Re: OGN-R uplink typical range
« Reply #12 on: July 31, 2020, 05:39:04 pm »
I have also found that there is a significant difference between a PAW air to Air contact and Air to Ground station.
Initially I thought that it is that 'downward angle' and blanking by the aircraft structure, but at say 3,000ft and 15nm, the down slant is only 1.9 degrees,
so the antenna is getting a good view of stations in at least a 180 degree forward arc.
The antenna is the 'official PAW dipole with about 1.2m coax suckered to the windscreen.

I doubt if a 2db coax loss is the reason for only getting a 2nm range that the Op has reported.

Deker.

exfirepro

Re: OGN-R uplink typical range
« Reply #13 on: July 31, 2020, 05:58:25 pm »
Hi Deker,

OK on the down slant angle. As I reported earlier, the database shows that while Alan was ‘seeing’ the Ground Station reporting at 2nm, the database reports that the Ground Station was receiving him at up to 12Km for at least part of his flight. It still remains a fact that the majority of issues regarding transmission/reception range as you know come down in the end to antenna choice and placement, especially with the relatively low power we are using. Unfortunately, during recent tests, I have found considerable variation between some of the early PAW antennas, which certainly won’t help, though Alan is now using a ‘Homebrew’ 869.5 antenna mounted underneath his aircraft, albeit on 2 metres of RG174.

Alan,

FYI, just so you know, Deker makes the PAW Rohan P3i antennas for us, so also knows what he is talking about.

OK on dabbling with SoftRF - that doesn’t make you a bad person - I’m always ‘tinkering’ with something or other. The reason I asked is because older Classics sometimes display particular faults that we just don’t see on Rosettas. If you choose to run a second hand Classic, that’s perfectly fine with me, as long as it’s licence key is up to date. If it isn’t of course it certainly won’t work!

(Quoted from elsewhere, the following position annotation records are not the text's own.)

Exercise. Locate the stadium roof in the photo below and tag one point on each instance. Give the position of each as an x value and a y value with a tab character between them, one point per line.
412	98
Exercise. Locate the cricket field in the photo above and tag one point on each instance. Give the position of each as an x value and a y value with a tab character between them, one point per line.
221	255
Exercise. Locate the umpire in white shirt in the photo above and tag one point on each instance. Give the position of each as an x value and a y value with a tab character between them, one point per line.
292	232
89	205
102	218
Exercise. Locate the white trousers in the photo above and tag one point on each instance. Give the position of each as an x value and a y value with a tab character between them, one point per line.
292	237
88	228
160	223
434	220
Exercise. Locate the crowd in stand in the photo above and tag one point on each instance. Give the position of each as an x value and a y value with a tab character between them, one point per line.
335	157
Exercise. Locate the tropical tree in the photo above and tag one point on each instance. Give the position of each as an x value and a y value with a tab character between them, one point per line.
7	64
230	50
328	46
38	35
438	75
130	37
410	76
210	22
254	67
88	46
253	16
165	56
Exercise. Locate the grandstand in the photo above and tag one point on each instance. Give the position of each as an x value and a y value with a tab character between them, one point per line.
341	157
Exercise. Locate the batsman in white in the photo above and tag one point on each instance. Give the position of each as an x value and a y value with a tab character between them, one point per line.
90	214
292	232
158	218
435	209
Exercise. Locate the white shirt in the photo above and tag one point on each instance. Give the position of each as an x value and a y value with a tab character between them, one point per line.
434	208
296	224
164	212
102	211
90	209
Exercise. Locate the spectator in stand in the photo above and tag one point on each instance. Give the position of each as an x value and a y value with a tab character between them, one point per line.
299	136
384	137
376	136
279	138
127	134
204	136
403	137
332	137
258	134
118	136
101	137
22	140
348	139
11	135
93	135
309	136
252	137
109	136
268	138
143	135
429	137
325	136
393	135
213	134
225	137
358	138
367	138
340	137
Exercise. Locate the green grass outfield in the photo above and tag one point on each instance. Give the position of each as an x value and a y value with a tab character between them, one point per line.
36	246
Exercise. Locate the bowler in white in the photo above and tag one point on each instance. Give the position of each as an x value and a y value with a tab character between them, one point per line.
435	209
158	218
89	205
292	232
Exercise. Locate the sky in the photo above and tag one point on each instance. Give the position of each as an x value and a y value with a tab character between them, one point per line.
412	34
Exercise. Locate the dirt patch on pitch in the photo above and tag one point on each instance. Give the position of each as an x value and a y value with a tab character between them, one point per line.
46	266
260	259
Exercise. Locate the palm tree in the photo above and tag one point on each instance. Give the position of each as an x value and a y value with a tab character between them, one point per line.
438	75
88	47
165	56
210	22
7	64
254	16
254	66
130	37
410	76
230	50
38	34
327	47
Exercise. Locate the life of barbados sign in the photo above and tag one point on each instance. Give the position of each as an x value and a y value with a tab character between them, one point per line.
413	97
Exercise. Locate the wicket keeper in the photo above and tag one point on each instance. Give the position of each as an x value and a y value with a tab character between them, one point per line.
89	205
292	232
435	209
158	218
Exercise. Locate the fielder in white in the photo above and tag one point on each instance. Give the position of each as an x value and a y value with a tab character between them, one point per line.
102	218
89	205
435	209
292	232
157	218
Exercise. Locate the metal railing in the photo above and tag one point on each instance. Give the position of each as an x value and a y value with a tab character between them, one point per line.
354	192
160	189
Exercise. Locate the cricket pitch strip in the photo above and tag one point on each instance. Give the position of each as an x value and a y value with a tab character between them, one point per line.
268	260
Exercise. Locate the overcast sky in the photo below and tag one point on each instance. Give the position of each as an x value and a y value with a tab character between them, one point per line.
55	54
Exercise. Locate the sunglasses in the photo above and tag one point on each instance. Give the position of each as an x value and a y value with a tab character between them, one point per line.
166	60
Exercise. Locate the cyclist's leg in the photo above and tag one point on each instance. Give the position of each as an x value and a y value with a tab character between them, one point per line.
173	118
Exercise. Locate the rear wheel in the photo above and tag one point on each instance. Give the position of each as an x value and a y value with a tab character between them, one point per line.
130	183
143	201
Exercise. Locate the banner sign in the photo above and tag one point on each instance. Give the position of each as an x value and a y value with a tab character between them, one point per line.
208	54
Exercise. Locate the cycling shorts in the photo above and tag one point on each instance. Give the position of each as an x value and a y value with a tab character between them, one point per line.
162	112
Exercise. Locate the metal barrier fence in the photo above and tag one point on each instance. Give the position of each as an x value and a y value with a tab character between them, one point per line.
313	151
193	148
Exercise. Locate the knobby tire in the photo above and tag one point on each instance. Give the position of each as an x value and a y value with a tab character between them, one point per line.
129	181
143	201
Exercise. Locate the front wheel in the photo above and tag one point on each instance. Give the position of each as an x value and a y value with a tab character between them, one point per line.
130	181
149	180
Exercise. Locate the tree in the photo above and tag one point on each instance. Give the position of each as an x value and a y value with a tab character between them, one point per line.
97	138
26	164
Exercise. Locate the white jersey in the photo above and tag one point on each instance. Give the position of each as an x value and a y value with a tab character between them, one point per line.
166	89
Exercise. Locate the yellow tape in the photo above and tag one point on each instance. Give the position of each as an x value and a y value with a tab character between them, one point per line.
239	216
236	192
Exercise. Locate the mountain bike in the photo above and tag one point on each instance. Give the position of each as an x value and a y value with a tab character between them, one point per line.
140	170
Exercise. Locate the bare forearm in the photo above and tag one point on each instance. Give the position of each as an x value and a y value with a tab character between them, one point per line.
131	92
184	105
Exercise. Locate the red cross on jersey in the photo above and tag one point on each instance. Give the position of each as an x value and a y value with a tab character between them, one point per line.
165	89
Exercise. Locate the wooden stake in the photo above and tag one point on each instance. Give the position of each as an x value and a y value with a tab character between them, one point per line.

The ‘obvious’ suspect for a P3i fault would appear to be a Bridge issue, and I certainly wouldn’t rule it out - especially with an older unit, but the PAW Bridges are generally very reliable and Bridge faults are extremely rare. The more likely issue with the Classic would (as I alluded to earlier) be loss of GPS, which precludes P3i transmit and can be caused by a defective GPS dongle or a seriously overheating SDR (the black Realtek ones used on the Classic occasionally run very hot - especially as they get older, - or a faulty WiFi dongle - either of which can in a ‘perfect storm’ situation block the GPS signal, but you don’t appear to be experiencing either of these problems. My intuition (and experience) still directs me to address the antenna / coax issue first, before we start to suspect anything more complicated.

Best Regards

Peter

rogerabc

Re: OGN-R uplink typical range
« Reply #14 on: August 12, 2020, 08:55:43 pm »
I experience the same effect & when checking the log files on aircrew.co.uk the ground station beacons only light up at very close range.

Are there any PAW classic users picking up ground stations at long range?

It feels like I am not benefiting from the atom grid in flight.